At first, he enjoyed the money. But after awhile it became apparent that nobody was making any money from trading (including the instructors), rather all of the monies were from selling trading mentorship packages to the general public. The sole and entire focus of the organization is to paint this fantasy of how much a person can make, and then ultimitely pitch the $3,000 educational package. The vast majority of these people were total newbies and have no idea what they are getting themselves into. Selling this fantasy was too easy.
Eventually, at some point he began to really question what he was doing. That nagging drumbeat of his conscious began to grow louder and louder. When we are young and just trying to survive, its easy to put aside the goodness that all humans innately carry. We sacrifice it in the name of survival. But as we grow older, we learn that the nagging conscious is warning us of the uglyness that is slowly consuming our soul. This is exactly what happened to this young person. At some point, the money was just not worth it anylonger. How many lies can a person tell, day after day, and continue to function? I certainly know how he feels. I took the ugly path for many years, all in the name of money. Always trying to pile on more money, in hopes that it would fill the growing black hole that was my soul.
For this young person, the final straw that threw him over the edge was when he got to see exactly what Kunal was earning from his supposed amazing day trading abilities…for 2015 he could only verify that Kunal had earned only a very paltry sum from his trading. He was shocked. At that point, he knew it was over. He could no longer sell the lie and live with himself.
Coming clean is painful
The insider that helped me craft this review, it took a tremendous amount of courage for this person to come forward. Some of the readers might be tempted to lash out and say that this person is no better than Kunal Desai. For he did sell the product for nearly two years, and surely a tremendous amount of people got taken in. Some readers might also be thinking that this is just a disgruntled ex employee with an ax to grind. I am sure that there is a small amount of truth at every angle of the argument. However, my message to this person that came clean is very simple…you are a decent human being. You have probably saved countless others from falling into the fantasy trap that Kunal is so adept at constructing. And you probably feel like I might of said too much about what we talked about over the telephone. However, what you said was your truth, and it needed to be told. It took a lot of courage and I am sure that the trading community appreciates what you have done.
Wrapping Things Up
I am sure that there are going to be a tremendous amount of people that are going to feel betrayed by BullsOnWallStreet. And there are also going to be quite a few people that are going to feel that their trading guru, Kenal Desai has been wronged by this review.
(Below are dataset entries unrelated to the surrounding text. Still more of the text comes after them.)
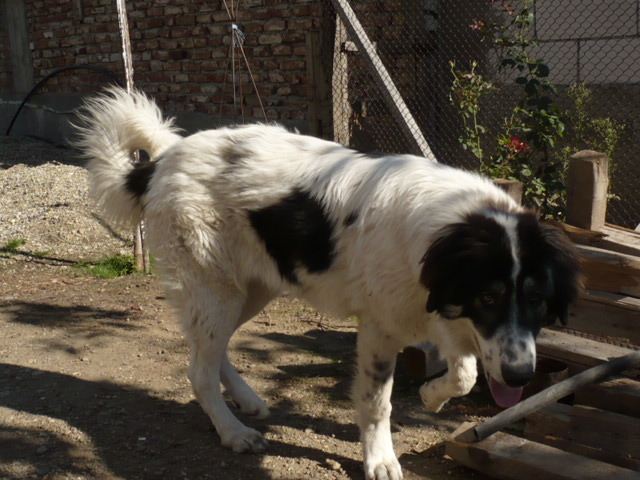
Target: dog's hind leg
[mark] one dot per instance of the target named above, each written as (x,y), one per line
(243,395)
(212,319)
(372,397)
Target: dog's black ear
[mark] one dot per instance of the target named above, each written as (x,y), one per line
(455,260)
(566,270)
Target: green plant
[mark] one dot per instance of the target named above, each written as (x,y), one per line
(467,90)
(523,150)
(12,245)
(109,267)
(595,133)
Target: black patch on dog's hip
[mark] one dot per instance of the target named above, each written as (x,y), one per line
(138,179)
(296,232)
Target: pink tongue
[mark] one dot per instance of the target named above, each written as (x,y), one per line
(504,396)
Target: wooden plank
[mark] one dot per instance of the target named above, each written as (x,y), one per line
(619,395)
(395,101)
(598,434)
(610,271)
(505,456)
(580,353)
(587,189)
(607,314)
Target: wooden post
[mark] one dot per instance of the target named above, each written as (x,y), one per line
(340,87)
(15,19)
(383,79)
(142,265)
(587,189)
(318,91)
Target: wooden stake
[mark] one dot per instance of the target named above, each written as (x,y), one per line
(138,237)
(382,77)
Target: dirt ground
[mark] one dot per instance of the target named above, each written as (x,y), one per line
(93,385)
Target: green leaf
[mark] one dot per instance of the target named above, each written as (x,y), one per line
(542,70)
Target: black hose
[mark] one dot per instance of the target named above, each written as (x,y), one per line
(102,71)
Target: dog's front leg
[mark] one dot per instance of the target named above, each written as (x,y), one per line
(457,382)
(372,397)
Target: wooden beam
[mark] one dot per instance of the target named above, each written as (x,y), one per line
(619,395)
(591,432)
(505,456)
(550,395)
(395,101)
(607,314)
(580,353)
(610,271)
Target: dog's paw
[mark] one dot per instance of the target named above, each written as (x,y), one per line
(432,401)
(245,440)
(387,469)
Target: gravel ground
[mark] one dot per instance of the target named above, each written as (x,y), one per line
(93,372)
(44,201)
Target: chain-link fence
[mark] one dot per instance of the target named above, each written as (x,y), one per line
(551,77)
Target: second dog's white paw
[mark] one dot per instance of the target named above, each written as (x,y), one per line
(432,401)
(245,440)
(386,469)
(254,406)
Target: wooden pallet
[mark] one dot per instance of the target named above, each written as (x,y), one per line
(598,437)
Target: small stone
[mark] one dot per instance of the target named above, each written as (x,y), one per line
(332,464)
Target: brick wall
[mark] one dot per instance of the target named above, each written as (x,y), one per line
(181,51)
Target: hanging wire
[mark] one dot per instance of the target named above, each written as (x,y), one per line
(237,41)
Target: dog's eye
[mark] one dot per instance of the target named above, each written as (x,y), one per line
(535,298)
(488,299)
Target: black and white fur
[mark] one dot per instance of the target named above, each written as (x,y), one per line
(416,250)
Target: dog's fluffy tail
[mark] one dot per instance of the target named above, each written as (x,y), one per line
(111,127)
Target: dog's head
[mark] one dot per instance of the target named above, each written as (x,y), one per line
(508,275)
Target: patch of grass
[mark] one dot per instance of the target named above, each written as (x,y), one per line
(110,267)
(13,245)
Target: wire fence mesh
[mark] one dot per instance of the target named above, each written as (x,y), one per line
(511,87)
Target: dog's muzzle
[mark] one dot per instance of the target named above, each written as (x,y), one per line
(517,375)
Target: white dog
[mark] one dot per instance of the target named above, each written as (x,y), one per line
(416,250)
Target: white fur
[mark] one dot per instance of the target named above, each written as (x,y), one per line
(218,273)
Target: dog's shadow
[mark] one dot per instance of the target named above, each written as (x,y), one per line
(134,433)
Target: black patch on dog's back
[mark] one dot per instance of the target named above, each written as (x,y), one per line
(296,232)
(351,218)
(138,178)
(547,249)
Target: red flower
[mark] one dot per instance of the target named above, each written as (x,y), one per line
(517,145)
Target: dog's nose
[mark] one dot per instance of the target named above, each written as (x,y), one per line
(517,376)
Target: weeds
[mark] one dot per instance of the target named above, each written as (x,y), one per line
(109,267)
(12,246)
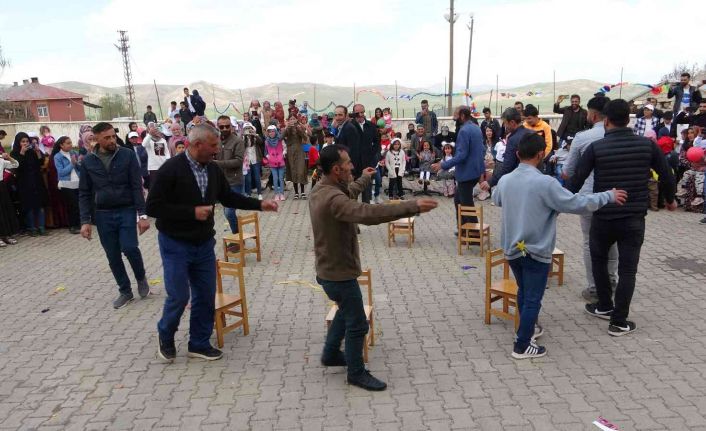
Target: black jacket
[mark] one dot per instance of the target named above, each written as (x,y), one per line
(118,187)
(623,160)
(363,145)
(175,193)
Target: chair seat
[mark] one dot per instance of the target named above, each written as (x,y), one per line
(474,226)
(236,237)
(334,308)
(507,287)
(224,300)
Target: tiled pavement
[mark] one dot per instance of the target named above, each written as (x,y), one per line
(82,365)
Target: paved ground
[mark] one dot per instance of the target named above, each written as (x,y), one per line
(82,365)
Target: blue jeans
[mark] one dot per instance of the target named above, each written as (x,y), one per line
(34,219)
(253,179)
(189,272)
(117,230)
(531,277)
(278,179)
(230,212)
(349,323)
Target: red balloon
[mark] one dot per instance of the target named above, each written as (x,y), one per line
(695,154)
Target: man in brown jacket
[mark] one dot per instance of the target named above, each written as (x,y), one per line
(230,159)
(334,212)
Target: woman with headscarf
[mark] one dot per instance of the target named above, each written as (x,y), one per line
(156,147)
(66,162)
(9,225)
(295,136)
(30,185)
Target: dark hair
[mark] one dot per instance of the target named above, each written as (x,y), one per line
(511,114)
(597,103)
(101,127)
(530,145)
(617,112)
(531,111)
(330,156)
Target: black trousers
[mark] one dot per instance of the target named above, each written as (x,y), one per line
(464,197)
(70,197)
(628,233)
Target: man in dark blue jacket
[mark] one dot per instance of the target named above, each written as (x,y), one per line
(110,182)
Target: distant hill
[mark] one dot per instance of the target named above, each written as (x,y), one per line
(543,95)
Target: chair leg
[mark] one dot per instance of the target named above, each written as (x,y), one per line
(219,329)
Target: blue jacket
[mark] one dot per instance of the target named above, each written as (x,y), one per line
(118,187)
(469,158)
(63,167)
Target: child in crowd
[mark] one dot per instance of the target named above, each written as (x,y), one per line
(447,177)
(559,158)
(275,160)
(395,162)
(528,232)
(426,158)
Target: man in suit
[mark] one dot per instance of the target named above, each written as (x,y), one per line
(363,142)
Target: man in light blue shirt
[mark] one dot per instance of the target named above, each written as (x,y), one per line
(530,203)
(578,147)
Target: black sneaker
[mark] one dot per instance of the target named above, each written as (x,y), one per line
(166,351)
(532,351)
(337,360)
(593,310)
(366,381)
(122,301)
(143,288)
(209,354)
(620,329)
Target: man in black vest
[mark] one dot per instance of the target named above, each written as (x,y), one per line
(362,140)
(621,160)
(182,200)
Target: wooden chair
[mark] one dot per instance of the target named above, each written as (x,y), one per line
(366,280)
(472,233)
(557,267)
(504,290)
(226,303)
(241,237)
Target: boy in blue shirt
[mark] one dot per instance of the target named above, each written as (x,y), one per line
(530,203)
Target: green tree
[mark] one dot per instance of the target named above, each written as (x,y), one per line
(114,106)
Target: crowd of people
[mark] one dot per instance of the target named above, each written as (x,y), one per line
(178,169)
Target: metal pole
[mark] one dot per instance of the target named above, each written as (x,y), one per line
(468,70)
(452,19)
(159,103)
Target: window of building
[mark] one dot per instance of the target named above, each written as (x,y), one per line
(43,110)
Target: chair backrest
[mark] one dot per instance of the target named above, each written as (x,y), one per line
(366,280)
(234,269)
(465,211)
(492,259)
(252,218)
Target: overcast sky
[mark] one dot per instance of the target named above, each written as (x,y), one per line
(240,44)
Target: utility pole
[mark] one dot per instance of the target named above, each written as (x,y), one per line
(470,50)
(451,18)
(129,89)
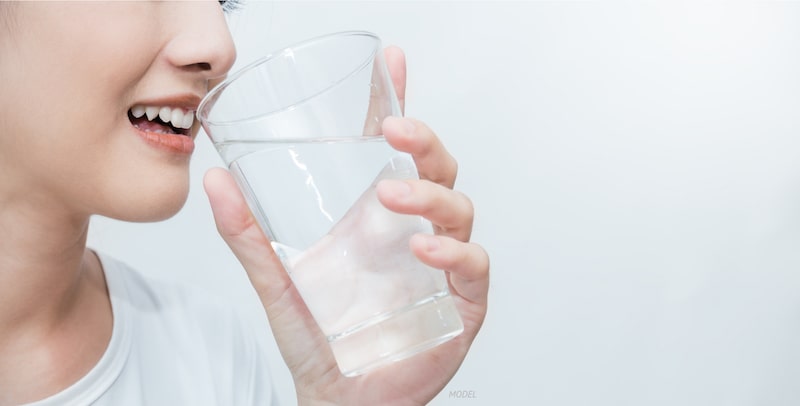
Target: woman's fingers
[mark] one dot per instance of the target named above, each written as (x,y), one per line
(467,264)
(241,232)
(450,211)
(396,61)
(433,161)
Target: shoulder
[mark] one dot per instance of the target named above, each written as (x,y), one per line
(177,328)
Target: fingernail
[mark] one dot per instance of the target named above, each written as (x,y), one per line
(409,126)
(431,243)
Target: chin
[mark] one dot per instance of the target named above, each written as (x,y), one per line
(150,207)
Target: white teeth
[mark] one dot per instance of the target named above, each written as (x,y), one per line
(188,119)
(152,112)
(179,118)
(137,111)
(176,118)
(165,114)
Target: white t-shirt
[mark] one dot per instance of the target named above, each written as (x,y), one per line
(171,346)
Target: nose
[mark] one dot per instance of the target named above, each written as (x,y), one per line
(201,42)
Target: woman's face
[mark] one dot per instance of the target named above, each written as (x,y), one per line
(79,82)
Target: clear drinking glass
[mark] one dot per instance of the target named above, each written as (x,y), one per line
(300,130)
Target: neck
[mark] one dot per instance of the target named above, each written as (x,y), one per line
(42,261)
(55,314)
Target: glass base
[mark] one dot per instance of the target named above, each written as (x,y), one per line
(395,336)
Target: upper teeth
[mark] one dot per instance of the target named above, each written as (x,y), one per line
(179,117)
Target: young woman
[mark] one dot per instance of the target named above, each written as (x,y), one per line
(78,327)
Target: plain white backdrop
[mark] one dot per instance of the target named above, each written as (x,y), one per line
(635,170)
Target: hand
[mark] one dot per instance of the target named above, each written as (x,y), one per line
(303,346)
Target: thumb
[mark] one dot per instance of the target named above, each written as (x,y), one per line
(238,227)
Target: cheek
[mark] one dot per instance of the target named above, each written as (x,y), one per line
(143,192)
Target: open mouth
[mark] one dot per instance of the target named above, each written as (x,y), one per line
(161,120)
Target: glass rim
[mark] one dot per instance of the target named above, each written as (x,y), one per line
(205,104)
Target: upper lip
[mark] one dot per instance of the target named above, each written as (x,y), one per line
(186,101)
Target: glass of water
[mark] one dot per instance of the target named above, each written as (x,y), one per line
(300,130)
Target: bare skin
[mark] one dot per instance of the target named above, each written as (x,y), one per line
(55,315)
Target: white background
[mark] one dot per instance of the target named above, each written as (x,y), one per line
(636,178)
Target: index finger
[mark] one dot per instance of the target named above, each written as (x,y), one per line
(433,161)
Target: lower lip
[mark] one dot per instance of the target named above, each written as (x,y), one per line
(174,143)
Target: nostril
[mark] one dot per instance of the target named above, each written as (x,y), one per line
(201,66)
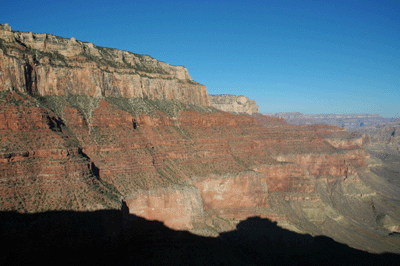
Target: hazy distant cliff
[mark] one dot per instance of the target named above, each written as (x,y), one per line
(349,121)
(44,64)
(234,104)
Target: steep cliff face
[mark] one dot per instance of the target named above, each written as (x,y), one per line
(44,64)
(234,104)
(191,167)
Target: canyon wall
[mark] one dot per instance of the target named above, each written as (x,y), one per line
(171,157)
(234,104)
(348,121)
(44,64)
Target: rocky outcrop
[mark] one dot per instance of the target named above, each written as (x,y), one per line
(44,64)
(234,104)
(191,167)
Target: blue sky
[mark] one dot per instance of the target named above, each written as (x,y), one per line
(307,56)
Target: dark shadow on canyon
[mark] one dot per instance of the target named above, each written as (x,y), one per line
(112,237)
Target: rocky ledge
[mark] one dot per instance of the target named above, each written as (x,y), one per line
(234,104)
(44,64)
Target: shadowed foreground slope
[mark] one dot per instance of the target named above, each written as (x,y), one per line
(112,237)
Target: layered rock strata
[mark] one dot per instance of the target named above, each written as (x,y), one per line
(44,64)
(234,104)
(190,166)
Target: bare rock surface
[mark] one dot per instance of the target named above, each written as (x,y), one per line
(174,166)
(234,104)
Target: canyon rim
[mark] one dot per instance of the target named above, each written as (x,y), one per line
(87,128)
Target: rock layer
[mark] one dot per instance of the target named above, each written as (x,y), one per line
(190,166)
(234,104)
(44,64)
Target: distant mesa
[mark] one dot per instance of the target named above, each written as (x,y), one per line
(234,104)
(348,121)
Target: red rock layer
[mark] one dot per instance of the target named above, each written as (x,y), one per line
(43,64)
(41,169)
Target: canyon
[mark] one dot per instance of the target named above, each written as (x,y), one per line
(234,104)
(348,121)
(137,145)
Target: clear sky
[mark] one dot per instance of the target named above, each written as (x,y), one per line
(307,56)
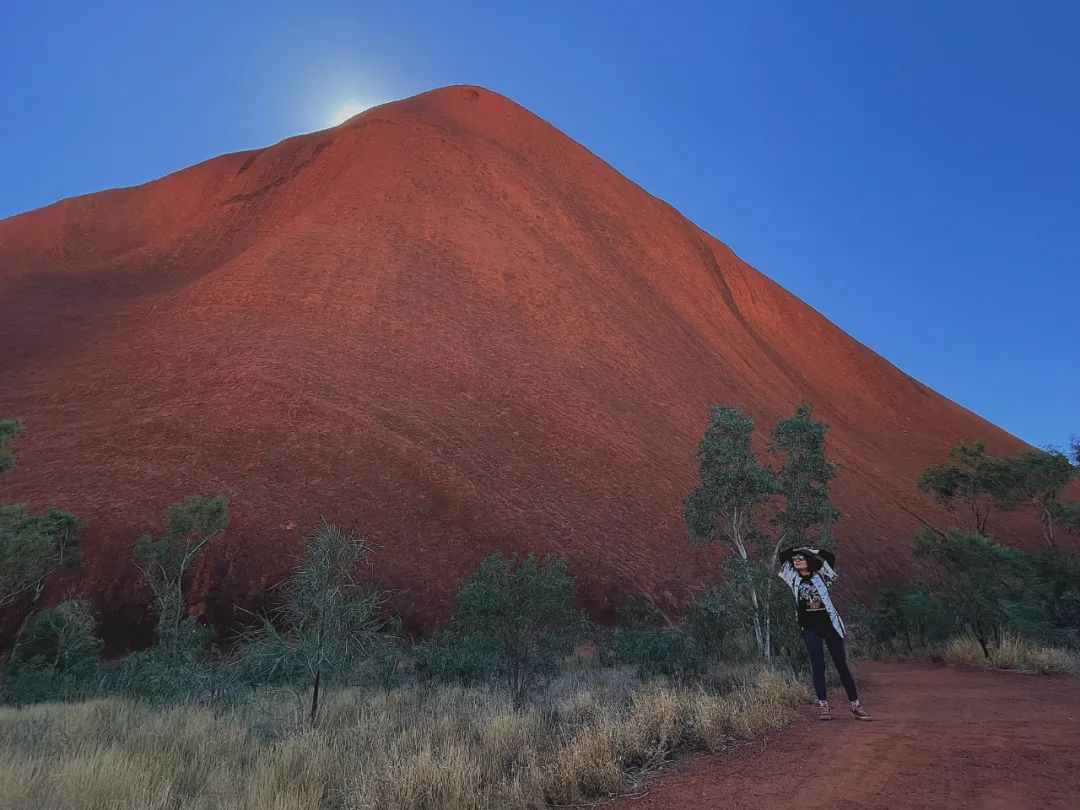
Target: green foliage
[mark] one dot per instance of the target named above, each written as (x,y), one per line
(804,481)
(32,548)
(733,488)
(164,673)
(167,562)
(709,623)
(514,621)
(736,493)
(652,649)
(57,659)
(916,617)
(1037,480)
(971,481)
(326,624)
(988,588)
(9,429)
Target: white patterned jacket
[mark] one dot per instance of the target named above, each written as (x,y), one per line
(821,579)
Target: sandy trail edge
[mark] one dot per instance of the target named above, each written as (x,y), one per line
(943,738)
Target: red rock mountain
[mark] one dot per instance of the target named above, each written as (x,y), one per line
(442,322)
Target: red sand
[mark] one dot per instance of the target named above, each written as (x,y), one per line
(444,323)
(942,738)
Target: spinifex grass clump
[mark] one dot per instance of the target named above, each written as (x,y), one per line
(584,737)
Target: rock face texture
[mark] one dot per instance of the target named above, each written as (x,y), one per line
(444,323)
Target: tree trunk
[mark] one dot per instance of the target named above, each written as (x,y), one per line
(17,639)
(1048,527)
(314,697)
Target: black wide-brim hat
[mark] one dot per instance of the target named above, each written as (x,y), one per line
(813,562)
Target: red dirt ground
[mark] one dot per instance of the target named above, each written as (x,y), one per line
(942,738)
(443,322)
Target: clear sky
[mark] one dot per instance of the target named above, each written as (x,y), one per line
(912,170)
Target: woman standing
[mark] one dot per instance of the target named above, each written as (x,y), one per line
(809,574)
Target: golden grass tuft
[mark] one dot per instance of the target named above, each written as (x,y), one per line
(593,734)
(1012,652)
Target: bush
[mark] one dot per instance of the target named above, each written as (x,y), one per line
(1011,652)
(515,621)
(57,659)
(655,650)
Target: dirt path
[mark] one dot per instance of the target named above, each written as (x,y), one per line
(942,738)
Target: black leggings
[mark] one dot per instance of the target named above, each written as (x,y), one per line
(836,648)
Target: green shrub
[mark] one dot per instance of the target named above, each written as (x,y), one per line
(57,659)
(515,621)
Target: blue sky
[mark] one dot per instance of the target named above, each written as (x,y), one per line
(910,170)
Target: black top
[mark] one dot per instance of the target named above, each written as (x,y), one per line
(811,608)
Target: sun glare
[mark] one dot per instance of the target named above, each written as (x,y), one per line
(346,111)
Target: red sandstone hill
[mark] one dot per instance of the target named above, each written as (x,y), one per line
(444,323)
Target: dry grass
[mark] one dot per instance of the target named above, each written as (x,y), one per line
(1012,653)
(592,736)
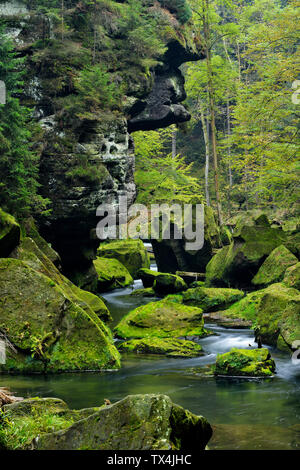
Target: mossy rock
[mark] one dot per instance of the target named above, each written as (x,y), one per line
(292,276)
(10,233)
(235,265)
(273,268)
(278,316)
(245,363)
(168,347)
(211,299)
(168,284)
(163,319)
(131,253)
(30,253)
(48,329)
(148,277)
(112,274)
(138,422)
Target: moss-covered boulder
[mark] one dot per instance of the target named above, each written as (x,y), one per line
(211,299)
(235,265)
(163,319)
(278,316)
(47,327)
(138,422)
(9,234)
(148,277)
(292,276)
(29,252)
(111,274)
(167,346)
(168,284)
(245,362)
(273,268)
(131,253)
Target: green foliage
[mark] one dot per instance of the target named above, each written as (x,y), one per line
(18,163)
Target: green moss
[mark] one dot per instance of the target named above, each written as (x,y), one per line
(162,319)
(167,346)
(292,276)
(131,253)
(112,274)
(211,299)
(244,362)
(274,267)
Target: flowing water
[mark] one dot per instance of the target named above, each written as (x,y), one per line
(245,413)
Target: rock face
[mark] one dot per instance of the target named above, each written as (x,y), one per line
(235,265)
(88,162)
(131,253)
(111,274)
(167,347)
(163,319)
(139,422)
(211,300)
(274,267)
(245,362)
(50,327)
(171,255)
(9,234)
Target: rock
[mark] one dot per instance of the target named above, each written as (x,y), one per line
(211,299)
(163,319)
(131,253)
(245,362)
(30,253)
(235,265)
(167,346)
(273,268)
(111,274)
(168,284)
(292,276)
(278,316)
(171,255)
(138,422)
(9,234)
(148,277)
(49,330)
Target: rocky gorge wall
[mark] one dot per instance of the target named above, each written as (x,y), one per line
(87,161)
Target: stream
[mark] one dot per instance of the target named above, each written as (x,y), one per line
(246,414)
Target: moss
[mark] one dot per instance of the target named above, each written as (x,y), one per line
(112,274)
(49,328)
(244,362)
(168,284)
(162,319)
(131,253)
(274,267)
(9,234)
(292,276)
(167,346)
(211,299)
However, I believe that overall, now that all of the evidence has been weighed and the former sales manager came forth to tell the inside story…the evidence clearly points toward BullsOnWallStreet being yet another scam operation. An operation where the guru himself, which has claimed to make millions of dollars day trading, simply cannot prove his claims of million dollar trading profits. Furthermore, his disdain for existing securities laws, however unpopular gives a sense into his character. For if he is willing to flagrantly circumvent US securities regulations, then he is probably willing to also take advantage of the people that have placed their hopes and dreams in his trading program.